Ländereien des IPS im Chaco werden zu lächerlich niedrigen Preisen verpachtet, wie eine Untersuchung zeigt

Pachtverträge über rund 190.000 Hektar des Instituto de Previsión Social (IPS) in der Region Teniente Ochoa offenbaren monatliche Pachtzinsen von nur 627 Guaraníes pro Hektar, mit Laufzeiten von bis zu 20 Jahren und 24-monatigen Karenzzeiten. Ein Wirtschaftsanalyst warnt vor mangelhafter Vermögensverwaltung und möglicher Begünstigung.

Eine Überprüfung der Pachtverträge für rund 190.000 Hektar Land des IPS in der Zone Teniente Ochoa im paraguayischen Chaco hat ein Management offengelegt, das von Minimalpreisen, langen Laufzeiten und äußerst günstigen Bedingungen für die Pächter geprägt ist. Die gezahlten Beträge pro Hektar liegen in einigen Fällen bei weniger als 700 Guaraníes monatlich.

Der günstigste ermittelte Vertrag gehört der Agropecuaria MR5 SA, die rund 30.558 Hektar bewirtschaftet und dafür lediglich 627 Guaraníes pro Hektar und Monat zahlt. Die 2017 unterzeichnete Vereinbarung läuft bis 2037 und sieht eine deklarierte Investition von 33,6 Milliarden Guaraníes vor. Der monatliche Gesamtpachtzins beträgt 19,1 Millionen Guaraníes.

Ein weiterer bezeichnender Fall ist der von La Peregrina Agroganadera SA, die für 5.271 Hektar etwa 675 Guaraníes pro Hektar zahlt. Ihr 2013 unterzeichneter Vertrag bleibt bis 2033 aktiv, bei einer Investition von 5 Milliarden Guaraníes und einem monatlichen Pachtzins von nur 3,5 Millionen Guaraníes.

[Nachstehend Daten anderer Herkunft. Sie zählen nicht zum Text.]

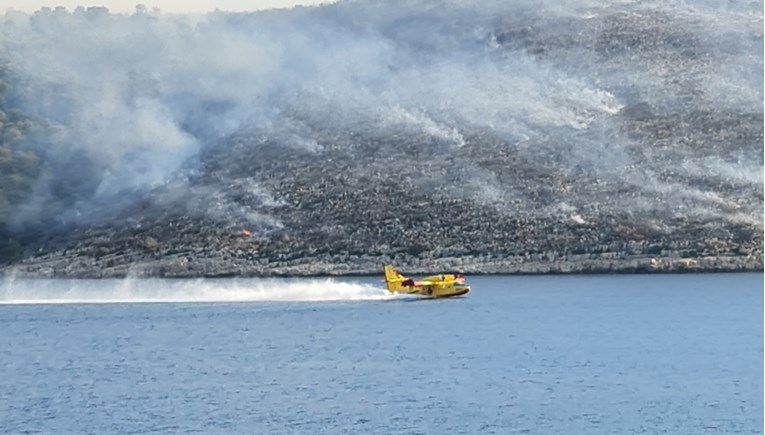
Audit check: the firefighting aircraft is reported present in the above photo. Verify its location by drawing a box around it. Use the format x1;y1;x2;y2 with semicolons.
383;264;470;298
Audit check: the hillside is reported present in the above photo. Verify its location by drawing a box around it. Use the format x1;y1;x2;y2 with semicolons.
0;1;763;277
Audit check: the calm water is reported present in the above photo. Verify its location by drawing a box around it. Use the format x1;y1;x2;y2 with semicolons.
0;274;763;434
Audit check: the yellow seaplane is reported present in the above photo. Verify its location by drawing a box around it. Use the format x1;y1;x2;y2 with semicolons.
383;264;470;298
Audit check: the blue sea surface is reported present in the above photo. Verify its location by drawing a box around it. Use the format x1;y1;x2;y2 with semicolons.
0;274;763;434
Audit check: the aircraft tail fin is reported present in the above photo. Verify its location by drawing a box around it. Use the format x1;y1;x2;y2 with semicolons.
383;264;412;292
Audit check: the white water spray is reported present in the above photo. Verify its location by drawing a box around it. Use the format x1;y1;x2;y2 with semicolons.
0;278;393;304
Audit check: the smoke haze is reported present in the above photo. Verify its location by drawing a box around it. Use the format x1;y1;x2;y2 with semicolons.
0;0;763;235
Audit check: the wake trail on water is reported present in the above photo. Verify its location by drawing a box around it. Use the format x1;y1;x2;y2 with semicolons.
0;278;394;305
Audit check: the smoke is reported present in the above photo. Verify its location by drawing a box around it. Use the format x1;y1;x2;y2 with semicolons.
0;0;763;232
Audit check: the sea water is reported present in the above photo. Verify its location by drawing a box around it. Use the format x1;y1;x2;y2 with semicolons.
0;274;763;434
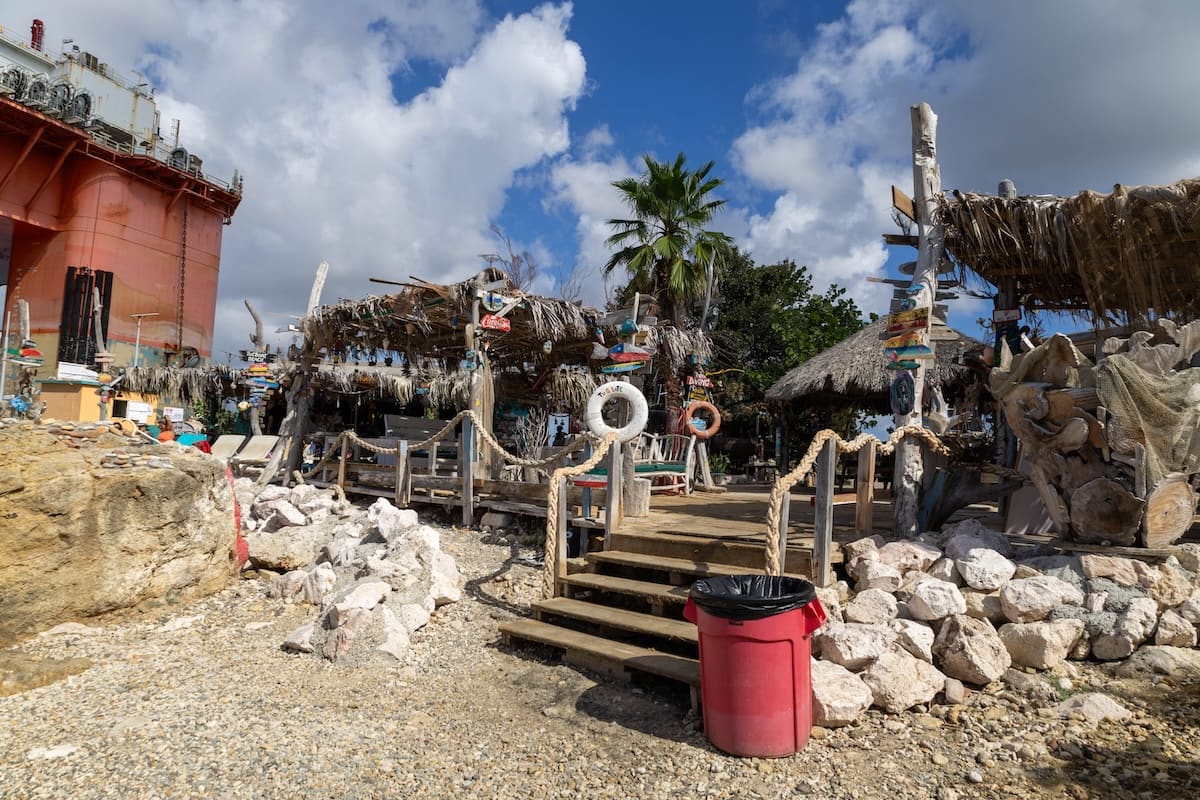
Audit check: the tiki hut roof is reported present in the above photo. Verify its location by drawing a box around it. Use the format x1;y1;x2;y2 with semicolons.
938;179;1200;320
767;318;983;409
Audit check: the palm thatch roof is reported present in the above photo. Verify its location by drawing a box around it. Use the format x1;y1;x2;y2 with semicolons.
938;179;1200;320
767;318;983;410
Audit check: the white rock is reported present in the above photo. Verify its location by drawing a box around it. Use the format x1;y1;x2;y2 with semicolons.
878;540;942;572
1055;692;1133;722
373;604;413;660
329;581;391;627
853;560;900;591
845;589;896;624
934;614;1013;685
1079;553;1158;589
929;557;962;587
841;534;883;575
1000;619;1084;669
283;622;317;652
263;500;308;533
908;578;967;620
1000;575;1084;622
300;564;337;606
818;622;896;669
1154;608;1196;648
811;658;872;728
942;519;1013;560
397;603;432;633
954;547;1016;591
430;551;462;606
862;650;946;714
892;619;934;663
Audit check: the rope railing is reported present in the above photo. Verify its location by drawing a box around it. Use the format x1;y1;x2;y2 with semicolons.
767;425;950;575
541;431;618;600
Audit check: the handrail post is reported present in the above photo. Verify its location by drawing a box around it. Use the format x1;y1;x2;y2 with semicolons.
458;416;475;528
854;439;880;536
812;439;838;587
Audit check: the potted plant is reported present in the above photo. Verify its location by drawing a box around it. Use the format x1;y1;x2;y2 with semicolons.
708;453;730;486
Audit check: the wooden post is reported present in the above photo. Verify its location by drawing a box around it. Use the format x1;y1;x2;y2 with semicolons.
396;439;413;509
854;441;880;536
776;492;792;572
812;439;838;587
604;441;622;551
892;103;946;537
337;437;350;492
554;481;568;597
458;416;475;528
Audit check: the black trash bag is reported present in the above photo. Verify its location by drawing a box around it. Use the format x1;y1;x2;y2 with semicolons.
689;575;817;620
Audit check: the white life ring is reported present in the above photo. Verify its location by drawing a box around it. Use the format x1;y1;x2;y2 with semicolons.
583;380;650;443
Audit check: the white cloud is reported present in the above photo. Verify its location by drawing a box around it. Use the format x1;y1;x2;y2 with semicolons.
5;0;586;359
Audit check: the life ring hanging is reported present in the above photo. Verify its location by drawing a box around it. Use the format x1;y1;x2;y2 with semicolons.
583;380;650;443
683;401;721;441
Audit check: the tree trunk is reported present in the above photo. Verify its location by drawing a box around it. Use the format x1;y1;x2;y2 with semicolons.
880;103;944;537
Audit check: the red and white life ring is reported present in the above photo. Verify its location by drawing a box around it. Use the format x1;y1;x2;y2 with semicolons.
683;401;721;441
583;380;650;441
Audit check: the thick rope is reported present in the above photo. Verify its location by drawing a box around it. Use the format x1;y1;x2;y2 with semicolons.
541;431;617;600
767;425;950;575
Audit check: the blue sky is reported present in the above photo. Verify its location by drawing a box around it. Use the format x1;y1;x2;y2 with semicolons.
7;0;1200;361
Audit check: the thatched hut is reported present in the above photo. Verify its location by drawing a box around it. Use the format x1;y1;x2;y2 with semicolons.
938;179;1200;321
767;318;983;413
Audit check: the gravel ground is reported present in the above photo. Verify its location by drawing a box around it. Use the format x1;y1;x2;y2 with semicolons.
0;520;1200;800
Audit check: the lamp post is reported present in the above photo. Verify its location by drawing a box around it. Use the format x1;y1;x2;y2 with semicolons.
130;311;158;367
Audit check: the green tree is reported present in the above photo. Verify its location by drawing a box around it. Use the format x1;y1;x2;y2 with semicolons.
604;152;733;327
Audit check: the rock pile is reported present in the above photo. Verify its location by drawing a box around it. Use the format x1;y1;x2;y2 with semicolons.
812;519;1200;727
236;479;462;663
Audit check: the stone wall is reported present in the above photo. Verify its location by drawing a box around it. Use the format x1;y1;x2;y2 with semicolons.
0;420;236;646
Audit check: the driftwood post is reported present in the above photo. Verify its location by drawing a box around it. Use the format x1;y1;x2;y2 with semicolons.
892;103;944;537
256;261;329;486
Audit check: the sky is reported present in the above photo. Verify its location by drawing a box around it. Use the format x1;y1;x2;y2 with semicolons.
0;0;1200;362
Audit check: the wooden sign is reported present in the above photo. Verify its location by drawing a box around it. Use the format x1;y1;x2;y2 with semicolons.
888;307;929;333
479;314;512;333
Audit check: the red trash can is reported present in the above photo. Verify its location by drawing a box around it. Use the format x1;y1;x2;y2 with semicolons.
683;575;826;758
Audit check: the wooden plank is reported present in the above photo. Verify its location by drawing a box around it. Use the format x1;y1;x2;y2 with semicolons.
854;441;880;536
812;439;838;587
499;619;700;686
533;597;697;643
892;184;917;222
566;572;689;606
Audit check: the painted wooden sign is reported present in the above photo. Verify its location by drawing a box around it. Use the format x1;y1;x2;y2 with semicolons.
479;314;512;333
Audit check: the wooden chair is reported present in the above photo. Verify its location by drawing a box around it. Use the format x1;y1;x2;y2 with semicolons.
212;433;250;461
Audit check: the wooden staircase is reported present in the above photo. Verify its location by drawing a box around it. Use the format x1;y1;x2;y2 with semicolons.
499;534;810;708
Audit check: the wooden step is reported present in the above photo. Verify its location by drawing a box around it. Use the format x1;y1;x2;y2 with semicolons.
566;572;688;604
610;530;820;572
500;619;700;687
587;551;809;583
533;597;698;644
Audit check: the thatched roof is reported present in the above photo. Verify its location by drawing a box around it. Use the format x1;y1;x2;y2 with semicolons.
767;318;983;409
940;179;1200;319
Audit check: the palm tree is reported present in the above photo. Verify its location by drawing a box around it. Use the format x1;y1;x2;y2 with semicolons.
604;152;733;327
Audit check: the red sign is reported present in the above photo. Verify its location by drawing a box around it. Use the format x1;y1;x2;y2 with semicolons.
479;314;512;333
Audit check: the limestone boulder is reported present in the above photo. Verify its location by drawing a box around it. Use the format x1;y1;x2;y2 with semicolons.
862;650;946;714
0;423;238;646
934;614;1013;686
1000;619;1084;669
812;658;872;728
1000;575;1084;622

Im mittleren Bereich finden sich Unternehmen wie Ganadera Algarrobo SA, die rund 1.527 Guaraníes pro Hektar zahlt, und RS Agroganadera SA mit 1.642 Guaraníes pro Hektar. Alessandro Massagrande taucht mit zwei verschiedenen Verträgen auf: einem aus dem Jahr 2008 mit Beträgen um die 1.534 Guaraníes pro Hektar für über 30.000 Hektar und einem weiteren aus dem Jahr 2021 mit bereits höheren Kosten von 4.869 Guaraníes pro Hektar.

Die jüngeren Vereinbarungen weisen höhere Pachtzinsen auf, liegen aber noch immer fernab der Marktwerte. Importcam SRL erhielt 2023 einen 20-Jahres-Vertrag und zahlt etwa 4.195 Guaraníes pro Hektar, während TAPITI SRL, begünstigt im Jahr 2024, rund 6.222 Guaraníes pro Hektar zahlen wird. Beide Verträge enthielten jedoch 24 Monate Karenzzeit vor dem tatsächlichen Beginn der Zahlungen.

Der Ökonom und Analyst Víctor Raúl Benítez bezeichnete die Situation als „Unfug“ und warnte, das IPS scheine den tatsächlichen Wert seines Immobilienvermögens nicht zu kennen. „Man kann sagen, dass das IPS den Wert dessen, was es besitzt, nicht kennt und mit den Immobilien nicht die potenzielle Rendite erwirtschaftet“, erklärte er.

Benítez erwähnte zudem unbestätigte Versionen, wonach die Einrichtung im Chaco über rund 400.000 Hektar verfügen soll, von denen viele kostenlos abgegeben wurden im Tausch für Verbesserungen, die schwer zu kontrollieren sind. „Es ist sehr wahrscheinlich, dass es einen Freundeskreis gibt, Gefolgsleute der Macht, die das IPS verwaltet hat“, sagte er und deutete an, dass die Zuteilungen nach Gutdünken ausgehandelt wurden.

Die Praxis, lange Karenzzeiten zu gewähren, beschränkt sich nicht auf ländliche Grundstücke. Der Vertrag für den Komplex Paseo Los Árboles, zugesprochen an Karim Gulamabbas Ravji Damani, sieht acht Jahre Karenzzeit und weitere 24 Monate vor, in denen nur 50 Prozent des monatlichen Pachtzinses von 84 Millionen Guaraníes gezahlt werden – ohne jegliche Investitionsbescheinigung über die zugesagten 69,3 Milliarden Guaraníes. Auch das Hotel Guaraní, unter der Verwaltung von La Gloria Hotelería SA, erhielt 12 Monate Karenzzeit und weist keine bescheinigten Investitionen auf.